In studying the effects of furazolidone (FZ) on the human intestinal Caco-2 cell line grown on microporous membrane, we have previously demonstrated a higher toxicity when the compound was administered at the apical (AP) side than at the basolateral (BL) side. Moreover, we have also shown the production, in the intact cells, of a nitroanion radical from FZ by a cytochrome c P450 reductase. The aim of the present study was to investigate which specific cell structures and functions are involved in the observed domain-related toxicity. The relevance of alterations in integrity and selective properties of the intestinal barrier as first-pass site for ingested molecules is also discussed. We have confirmed that, as expected, the Caco-2 cells are protected from FZ injury by a specific inhibitor of the cytochrome c P450 reductase, and we have shown that this protection is more active on the apical side of the cells. In sublethal conditions, FZ causes increased permeability to 3H-mannitol and, to a different extent, to 3H-inulin. Again the effect is higher when the cells are apically exposed. We have thus examined the tight junctions morphology: a disruption of the apical perijunctional actin-bound cytoskeleton was detected by rhodamine-phalloidin staining and microtubule disorganization by antitubulin fluoresceinated antibodies. Again, the effect was more evident when the cells were apically treated with FZ. Preferential transport and accumulation of the compound by active transport mechanisms could be excluded, since transport of FZ was linear and no intracellular accumulation was detected either from the AP and or the BL sides. All together these results may suggest that the AP formation of the active metabolite and its possible reactivity with SH groups of perijunctional microfilaments could be responsible of the higher FZ apical toxicity. This study shows that polarized differentiated cells are very interesting in vitro models to investigate specific cellular domains as targets of toxic effects and to detect subtle changes that may be induced, in absence of cell death, in specialized epithelial layers.

Metabolism of furazolidone: alternative pathways and modes of toxicity in different cell lines.

1. The metabolism and cytotoxicity of the antimicrobial nitrofuran drug furazolidone have been studied in Caco-2, HEp-2 and V79 cell lines.
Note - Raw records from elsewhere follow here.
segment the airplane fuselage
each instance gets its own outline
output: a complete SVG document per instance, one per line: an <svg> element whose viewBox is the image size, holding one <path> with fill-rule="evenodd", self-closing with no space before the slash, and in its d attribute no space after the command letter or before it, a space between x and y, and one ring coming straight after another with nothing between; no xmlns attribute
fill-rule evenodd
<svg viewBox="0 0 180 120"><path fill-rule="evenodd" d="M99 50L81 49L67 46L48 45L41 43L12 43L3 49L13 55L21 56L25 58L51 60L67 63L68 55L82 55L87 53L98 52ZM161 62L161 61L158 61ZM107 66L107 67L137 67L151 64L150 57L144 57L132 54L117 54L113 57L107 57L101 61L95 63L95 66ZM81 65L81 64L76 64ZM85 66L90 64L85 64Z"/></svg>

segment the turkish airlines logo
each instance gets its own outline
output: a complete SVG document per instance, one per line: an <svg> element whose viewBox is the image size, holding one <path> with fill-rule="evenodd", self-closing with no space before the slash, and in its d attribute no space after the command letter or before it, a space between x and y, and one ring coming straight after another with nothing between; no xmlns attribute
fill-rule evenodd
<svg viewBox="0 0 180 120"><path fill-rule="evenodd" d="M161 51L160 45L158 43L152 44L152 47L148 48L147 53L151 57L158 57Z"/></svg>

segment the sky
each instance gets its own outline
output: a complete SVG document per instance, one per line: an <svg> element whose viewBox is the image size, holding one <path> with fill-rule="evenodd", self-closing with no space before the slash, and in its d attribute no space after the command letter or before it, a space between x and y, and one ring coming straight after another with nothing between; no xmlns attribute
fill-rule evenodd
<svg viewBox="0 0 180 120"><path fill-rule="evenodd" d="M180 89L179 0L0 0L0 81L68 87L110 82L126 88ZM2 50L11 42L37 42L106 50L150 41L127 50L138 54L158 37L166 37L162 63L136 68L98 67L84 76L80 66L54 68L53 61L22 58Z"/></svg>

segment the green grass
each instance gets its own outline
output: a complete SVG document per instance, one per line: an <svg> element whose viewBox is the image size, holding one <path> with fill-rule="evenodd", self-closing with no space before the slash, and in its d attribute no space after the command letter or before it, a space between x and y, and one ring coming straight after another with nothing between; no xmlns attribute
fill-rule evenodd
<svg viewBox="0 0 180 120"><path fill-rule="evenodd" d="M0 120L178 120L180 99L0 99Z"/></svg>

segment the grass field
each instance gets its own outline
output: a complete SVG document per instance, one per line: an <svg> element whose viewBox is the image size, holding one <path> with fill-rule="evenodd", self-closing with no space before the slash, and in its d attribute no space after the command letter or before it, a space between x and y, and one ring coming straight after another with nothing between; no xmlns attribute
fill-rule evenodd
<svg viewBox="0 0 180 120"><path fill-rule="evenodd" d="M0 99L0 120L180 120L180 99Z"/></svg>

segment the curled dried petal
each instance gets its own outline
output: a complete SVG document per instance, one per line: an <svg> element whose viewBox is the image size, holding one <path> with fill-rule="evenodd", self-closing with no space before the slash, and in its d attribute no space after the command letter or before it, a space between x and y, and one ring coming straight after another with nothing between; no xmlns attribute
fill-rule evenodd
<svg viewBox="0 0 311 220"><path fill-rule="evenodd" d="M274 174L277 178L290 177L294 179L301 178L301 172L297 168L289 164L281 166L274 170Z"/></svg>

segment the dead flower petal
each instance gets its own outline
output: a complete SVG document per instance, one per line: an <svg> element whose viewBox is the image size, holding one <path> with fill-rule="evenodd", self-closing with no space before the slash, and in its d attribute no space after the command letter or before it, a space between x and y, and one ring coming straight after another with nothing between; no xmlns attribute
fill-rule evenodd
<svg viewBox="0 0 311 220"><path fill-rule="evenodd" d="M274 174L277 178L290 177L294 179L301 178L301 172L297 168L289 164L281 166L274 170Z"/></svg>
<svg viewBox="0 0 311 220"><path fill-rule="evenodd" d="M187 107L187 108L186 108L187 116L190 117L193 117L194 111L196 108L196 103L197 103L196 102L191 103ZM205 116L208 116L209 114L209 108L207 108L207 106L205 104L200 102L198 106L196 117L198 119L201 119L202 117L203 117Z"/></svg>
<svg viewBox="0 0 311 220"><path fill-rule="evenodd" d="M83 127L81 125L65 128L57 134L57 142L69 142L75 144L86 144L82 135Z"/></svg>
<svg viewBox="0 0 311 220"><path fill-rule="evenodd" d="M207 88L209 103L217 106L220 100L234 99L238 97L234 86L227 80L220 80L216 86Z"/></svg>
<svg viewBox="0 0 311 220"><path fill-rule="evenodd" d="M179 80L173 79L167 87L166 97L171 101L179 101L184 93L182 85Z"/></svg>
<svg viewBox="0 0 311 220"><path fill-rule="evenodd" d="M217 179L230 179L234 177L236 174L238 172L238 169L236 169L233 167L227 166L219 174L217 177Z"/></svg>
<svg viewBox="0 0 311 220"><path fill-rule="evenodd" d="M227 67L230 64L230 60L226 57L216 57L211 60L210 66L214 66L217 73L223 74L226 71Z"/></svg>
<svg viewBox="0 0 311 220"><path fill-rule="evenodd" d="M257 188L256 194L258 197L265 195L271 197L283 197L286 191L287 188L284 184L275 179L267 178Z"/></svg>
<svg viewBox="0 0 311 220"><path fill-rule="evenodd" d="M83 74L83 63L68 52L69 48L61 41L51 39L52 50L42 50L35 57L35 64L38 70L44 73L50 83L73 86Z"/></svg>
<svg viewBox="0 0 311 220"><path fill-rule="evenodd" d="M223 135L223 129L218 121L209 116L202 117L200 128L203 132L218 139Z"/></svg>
Free radical production, metabolite pattern, formation of bound residues, inhibition of cellular replication and protection by the antioxidant glutathione were compared for the three cell lines. 2. All three cell lines produced the same nitro-anion radical with similar kinetics. Little further metabolic breakdown was observed in V79 cells, whereas Caco-2 and HEp-2 cells showed extensive degradation of furazolidone, but with different end patterns. 3. Under hypoxic conditions, the colony-forming ability was extensively impaired in HEp-2 cells whereas the other two cell lines were less affected, suggesting that irreversible damage to DNA occurred prevalently in HEp-2 cells. In V79 cells the absence of oxygen caused a 25-fold increase in the formation of protein-bound residues. 4. Brief exposure to furazolidone caused a 50% loss of endogenous glutathione in Caco-2 cells, but no loss could be detected in V79 and HEp-2 cells. Consistently, when glutathione was depleted by buthionine-[S,R]-sulphoximine (BSO) and diethylmaleate (DEM) treatment, the viability of V79 and HEp-2 cells was minimally affected by furazolidone, whereas that of Caco-2 cells was substantially reduced. 5. It is concluded that the cytotoxicity of furazolidone in these cell lines can be exerted by a number of different mechanisms, possibly related to different metabolic pathways. The cytotoxicity of nitrofuran drugs, therefore, cannot be ascribed to a single toxic intermediate, but in Caco-2 cells furazolidone is extensively metabolized and detoxified by GSH, in V79 is only partially activated and then bound to proteins, whereas in HEp-2, once activated, may react with DNA.